Also consider orientation. If the property faces west and the living room benefits from afternoon sun, that detail transforms a generic render into a selling point. You don't need a compass bearing — 'the main terrace gets the evening light' is enough for us to make deliberate choices about shadow angle and sky tone.


Furniture, Finishes, and Fixtures

You do not need a specified FF&E schedule. If you have selected specific products — a particular sofa range, a tile finish, a kitchen manufacturer — share links or images and we will match them. If you haven't, tell us the target market and price point, and we will populate the scene with appropriate, aspirational pieces that reinforce the property's positioning. A first-time buyer development in Dublin and a luxury penthouse in Lisbon require entirely different staging logic, and we apply that without being prompted.

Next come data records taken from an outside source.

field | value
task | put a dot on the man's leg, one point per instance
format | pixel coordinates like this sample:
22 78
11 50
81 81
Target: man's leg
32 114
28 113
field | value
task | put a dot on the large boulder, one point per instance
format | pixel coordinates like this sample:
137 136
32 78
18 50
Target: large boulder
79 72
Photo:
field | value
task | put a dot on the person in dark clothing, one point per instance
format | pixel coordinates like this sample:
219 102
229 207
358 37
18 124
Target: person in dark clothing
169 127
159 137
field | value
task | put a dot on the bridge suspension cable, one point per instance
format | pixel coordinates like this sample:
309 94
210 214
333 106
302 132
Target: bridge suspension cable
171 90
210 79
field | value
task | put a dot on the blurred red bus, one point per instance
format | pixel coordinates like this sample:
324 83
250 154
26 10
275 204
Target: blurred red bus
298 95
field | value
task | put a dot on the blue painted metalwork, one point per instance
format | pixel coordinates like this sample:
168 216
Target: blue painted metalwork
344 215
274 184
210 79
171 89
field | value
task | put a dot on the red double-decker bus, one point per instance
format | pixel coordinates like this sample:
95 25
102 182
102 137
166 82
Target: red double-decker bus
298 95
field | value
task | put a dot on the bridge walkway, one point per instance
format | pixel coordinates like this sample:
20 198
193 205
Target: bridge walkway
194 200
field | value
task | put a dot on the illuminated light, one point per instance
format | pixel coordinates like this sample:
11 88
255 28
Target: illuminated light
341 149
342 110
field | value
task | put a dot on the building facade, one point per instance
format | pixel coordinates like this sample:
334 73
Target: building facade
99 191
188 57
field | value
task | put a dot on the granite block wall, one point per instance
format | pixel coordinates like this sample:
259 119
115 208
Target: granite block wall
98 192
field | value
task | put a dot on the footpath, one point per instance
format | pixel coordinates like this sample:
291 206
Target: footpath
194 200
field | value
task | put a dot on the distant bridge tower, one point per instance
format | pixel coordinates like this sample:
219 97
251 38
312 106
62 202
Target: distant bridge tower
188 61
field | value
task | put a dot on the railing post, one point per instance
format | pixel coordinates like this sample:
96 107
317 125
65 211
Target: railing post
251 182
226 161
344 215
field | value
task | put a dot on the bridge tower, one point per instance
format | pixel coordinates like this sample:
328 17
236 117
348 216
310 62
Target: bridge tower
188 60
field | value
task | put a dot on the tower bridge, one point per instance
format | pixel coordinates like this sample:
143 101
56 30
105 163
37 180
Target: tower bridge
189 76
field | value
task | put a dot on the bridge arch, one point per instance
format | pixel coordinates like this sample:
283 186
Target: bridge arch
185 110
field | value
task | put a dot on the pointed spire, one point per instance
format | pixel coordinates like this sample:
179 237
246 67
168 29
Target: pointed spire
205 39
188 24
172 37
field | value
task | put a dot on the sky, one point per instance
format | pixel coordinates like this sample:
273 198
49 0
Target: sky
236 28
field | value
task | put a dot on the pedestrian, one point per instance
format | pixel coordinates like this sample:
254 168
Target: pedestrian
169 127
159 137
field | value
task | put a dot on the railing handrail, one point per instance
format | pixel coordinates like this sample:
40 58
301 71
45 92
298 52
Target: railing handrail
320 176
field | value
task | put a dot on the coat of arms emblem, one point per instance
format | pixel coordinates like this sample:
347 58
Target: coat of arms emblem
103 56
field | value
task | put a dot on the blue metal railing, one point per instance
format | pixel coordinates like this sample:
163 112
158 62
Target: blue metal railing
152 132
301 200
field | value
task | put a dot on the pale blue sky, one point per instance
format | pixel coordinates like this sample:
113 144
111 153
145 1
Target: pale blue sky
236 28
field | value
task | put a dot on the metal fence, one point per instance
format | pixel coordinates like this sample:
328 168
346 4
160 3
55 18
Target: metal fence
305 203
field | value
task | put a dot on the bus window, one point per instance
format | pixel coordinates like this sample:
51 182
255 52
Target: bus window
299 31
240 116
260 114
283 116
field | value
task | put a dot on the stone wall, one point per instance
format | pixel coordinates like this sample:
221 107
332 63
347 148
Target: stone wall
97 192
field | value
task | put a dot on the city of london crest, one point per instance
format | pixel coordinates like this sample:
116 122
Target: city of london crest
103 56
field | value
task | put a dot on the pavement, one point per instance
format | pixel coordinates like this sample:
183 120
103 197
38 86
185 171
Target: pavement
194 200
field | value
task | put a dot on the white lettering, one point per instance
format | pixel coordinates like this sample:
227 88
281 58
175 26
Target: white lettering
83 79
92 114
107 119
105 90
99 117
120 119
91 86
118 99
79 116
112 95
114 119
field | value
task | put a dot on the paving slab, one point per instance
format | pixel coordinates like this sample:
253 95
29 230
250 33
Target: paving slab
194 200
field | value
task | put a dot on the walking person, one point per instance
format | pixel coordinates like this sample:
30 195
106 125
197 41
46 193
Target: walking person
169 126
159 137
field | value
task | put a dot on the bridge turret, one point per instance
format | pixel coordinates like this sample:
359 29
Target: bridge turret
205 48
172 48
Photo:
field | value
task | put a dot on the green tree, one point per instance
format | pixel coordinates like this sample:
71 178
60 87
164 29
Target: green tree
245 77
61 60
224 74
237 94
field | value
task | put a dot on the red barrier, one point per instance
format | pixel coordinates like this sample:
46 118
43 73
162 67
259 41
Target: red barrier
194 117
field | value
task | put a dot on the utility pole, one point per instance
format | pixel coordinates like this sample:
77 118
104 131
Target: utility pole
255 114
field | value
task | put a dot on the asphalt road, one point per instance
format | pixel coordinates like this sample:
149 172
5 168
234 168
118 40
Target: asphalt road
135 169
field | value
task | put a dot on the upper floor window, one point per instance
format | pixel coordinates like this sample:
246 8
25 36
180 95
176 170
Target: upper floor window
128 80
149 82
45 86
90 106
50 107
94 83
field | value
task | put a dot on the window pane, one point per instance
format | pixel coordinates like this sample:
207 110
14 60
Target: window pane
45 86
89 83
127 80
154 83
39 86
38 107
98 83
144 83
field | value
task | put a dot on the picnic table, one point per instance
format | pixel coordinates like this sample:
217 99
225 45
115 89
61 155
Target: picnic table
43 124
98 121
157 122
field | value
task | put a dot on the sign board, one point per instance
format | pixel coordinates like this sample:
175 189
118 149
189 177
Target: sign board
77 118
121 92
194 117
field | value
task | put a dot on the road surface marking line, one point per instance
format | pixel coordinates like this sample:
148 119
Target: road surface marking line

For finishes, even approximate descriptions work: 'light oak flooring, white walls, brushed brass hardware' gives us enough to build a coherent material palette. If you are still deciding between options, we can produce variants — a warm palette versus a cool palette, for example — so you can make the decision with visual evidence rather than swatches alone.


The Brief Format That Works Best

There is no required template. The fastest briefs we receive are a WhatsApp message with four or five reference images, a voice note explaining the project, and a photo of whatever floor plan or site layout exists. From that, Fanny will confirm the scope, clarify any open questions in a single exchange, and have a first render ready within 48 hours. Formal documents and lengthy email threads are not a prerequisite — clear intent is.